Artist Joseph C. Leyendecker United States, 1874 - 1951
Date1919
Dimensions13 3/4 x 18 1/2 in. (34.9 x 47 cm)
ClassificationsPoster
Credit LineGift of Peter A. Blatz
Object numberPH.30
DescriptionJoseph Leyendecker’s illustrated poster for the House of Kuppenheimer, a men’s clothing store with branches in New York, Chicago, and Boston, promotes its idea of “the new American figure,” established in a text on another poster he designed for the company the same year: “The men who are coming home breathe the spirit of a new order. They represent a new type of young America, new mentally and physically. The House of Kuppenheimer, alert and responsive to every tendency, has caught this new spirit in a remarkable way. The styles are for the new American figure, upright posture, slender waist and full chest. Fabrics, patterns and tailoring are such as to again justify the reputation of the best tailored young men’s clothes in America.” The image shows the ideal Kuppenheimer customer of the moment—a patrician, slim young man, still wearing his World War I service cap, as he tries on jodhpurs and a fitted jacket, attended in the elegant store by a solicitous assistant and appraised by an older, well-dressed man, perhaps his father.
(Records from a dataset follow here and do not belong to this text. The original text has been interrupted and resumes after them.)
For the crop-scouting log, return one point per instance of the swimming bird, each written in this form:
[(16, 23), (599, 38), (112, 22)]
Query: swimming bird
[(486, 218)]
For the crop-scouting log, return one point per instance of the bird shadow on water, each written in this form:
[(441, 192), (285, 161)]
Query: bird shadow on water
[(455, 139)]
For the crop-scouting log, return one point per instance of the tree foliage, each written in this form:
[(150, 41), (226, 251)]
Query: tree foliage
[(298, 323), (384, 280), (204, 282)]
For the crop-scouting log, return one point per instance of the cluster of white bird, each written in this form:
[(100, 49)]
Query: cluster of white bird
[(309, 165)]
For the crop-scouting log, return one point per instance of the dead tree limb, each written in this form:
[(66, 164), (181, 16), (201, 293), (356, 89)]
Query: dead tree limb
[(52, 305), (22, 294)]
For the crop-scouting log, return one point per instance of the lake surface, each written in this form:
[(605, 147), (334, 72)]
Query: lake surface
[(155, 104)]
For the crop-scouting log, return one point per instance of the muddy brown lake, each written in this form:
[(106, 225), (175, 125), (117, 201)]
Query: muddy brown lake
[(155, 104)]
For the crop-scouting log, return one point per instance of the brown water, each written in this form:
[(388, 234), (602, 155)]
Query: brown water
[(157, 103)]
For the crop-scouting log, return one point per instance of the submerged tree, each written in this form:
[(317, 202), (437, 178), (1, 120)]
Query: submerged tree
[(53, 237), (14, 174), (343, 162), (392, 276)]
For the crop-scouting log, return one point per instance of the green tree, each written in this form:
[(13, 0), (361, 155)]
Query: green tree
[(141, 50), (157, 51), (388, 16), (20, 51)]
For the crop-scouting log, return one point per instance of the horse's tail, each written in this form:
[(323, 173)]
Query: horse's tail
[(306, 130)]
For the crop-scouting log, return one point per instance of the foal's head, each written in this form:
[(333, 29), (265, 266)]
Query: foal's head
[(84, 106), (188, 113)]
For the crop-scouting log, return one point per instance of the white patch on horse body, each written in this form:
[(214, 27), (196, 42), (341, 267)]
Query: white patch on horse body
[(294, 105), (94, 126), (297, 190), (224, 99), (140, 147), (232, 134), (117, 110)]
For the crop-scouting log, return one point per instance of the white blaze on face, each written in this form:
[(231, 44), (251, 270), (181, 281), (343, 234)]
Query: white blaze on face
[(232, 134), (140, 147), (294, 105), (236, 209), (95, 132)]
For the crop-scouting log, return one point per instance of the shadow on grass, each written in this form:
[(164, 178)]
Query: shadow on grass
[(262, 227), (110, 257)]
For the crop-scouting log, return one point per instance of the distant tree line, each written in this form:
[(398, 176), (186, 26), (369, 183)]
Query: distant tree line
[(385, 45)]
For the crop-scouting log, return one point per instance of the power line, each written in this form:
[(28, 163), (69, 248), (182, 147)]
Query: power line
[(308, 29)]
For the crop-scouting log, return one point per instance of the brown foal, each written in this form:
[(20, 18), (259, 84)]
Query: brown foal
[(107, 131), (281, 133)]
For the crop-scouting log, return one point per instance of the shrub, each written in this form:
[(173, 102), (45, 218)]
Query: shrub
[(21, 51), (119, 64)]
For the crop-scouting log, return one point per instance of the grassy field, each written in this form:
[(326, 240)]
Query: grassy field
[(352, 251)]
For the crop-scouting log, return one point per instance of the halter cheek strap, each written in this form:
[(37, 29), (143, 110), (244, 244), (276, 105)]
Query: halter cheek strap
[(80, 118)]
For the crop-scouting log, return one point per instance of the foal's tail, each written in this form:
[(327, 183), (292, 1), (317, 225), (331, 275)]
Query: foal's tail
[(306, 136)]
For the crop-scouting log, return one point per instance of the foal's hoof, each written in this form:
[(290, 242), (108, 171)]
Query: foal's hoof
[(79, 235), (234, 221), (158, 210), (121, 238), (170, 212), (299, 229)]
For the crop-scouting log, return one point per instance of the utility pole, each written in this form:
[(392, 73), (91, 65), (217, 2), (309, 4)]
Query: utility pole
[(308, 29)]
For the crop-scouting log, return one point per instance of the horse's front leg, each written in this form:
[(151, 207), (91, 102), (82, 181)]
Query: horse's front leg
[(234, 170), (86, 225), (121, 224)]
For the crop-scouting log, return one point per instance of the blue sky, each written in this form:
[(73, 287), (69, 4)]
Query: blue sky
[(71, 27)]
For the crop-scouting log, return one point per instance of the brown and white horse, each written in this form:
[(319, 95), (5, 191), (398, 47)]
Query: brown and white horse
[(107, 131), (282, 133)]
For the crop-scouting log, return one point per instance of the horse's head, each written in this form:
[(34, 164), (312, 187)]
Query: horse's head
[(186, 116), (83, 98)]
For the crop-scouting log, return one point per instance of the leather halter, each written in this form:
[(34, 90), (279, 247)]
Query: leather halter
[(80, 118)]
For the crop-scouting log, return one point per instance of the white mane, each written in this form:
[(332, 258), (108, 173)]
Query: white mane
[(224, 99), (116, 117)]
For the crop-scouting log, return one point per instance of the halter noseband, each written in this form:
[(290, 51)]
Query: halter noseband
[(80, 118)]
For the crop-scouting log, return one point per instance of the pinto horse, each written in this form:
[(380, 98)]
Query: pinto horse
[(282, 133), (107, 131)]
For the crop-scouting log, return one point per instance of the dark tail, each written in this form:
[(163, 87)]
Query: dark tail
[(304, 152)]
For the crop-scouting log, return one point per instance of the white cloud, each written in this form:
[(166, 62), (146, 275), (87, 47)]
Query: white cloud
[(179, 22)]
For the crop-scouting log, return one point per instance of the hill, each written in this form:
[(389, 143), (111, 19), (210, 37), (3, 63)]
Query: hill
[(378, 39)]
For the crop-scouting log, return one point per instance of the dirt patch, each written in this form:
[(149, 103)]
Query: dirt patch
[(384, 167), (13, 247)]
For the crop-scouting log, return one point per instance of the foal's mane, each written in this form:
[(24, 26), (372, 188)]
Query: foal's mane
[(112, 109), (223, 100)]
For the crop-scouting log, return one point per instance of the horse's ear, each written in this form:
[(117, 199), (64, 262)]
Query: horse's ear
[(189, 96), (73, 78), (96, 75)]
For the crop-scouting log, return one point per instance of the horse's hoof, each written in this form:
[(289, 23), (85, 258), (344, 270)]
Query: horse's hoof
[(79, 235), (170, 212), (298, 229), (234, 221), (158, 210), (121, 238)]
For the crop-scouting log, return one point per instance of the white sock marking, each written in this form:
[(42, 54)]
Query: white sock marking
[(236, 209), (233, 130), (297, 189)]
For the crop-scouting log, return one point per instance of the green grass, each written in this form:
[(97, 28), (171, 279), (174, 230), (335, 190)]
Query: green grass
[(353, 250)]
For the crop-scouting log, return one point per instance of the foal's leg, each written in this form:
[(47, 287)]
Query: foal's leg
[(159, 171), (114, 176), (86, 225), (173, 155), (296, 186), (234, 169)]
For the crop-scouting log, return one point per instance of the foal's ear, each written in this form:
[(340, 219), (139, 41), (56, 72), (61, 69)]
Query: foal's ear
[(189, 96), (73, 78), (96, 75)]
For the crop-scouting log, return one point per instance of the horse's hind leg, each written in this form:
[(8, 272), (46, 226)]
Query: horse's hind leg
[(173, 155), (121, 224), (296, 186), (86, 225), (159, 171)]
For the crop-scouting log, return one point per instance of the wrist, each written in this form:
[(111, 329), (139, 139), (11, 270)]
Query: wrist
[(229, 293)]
Leyendecker was one of the most important American illustrators of the first half of the 20th century; between 1896 and 1950, he designed more than four 400 magazine covers, 322 of them for The Saturday Evening Post, many of them featuring contemporary fashion. In 1910, he secured commissions from both Kuppenheimer and Arrow Collar to produce hundreds of paintings that would feature in their advertising. He quickly transposed basic images of men in suits into aspirational scenes showing well-to-do men playing college sports, shopping, and enjoying fancy cars and luxury travel.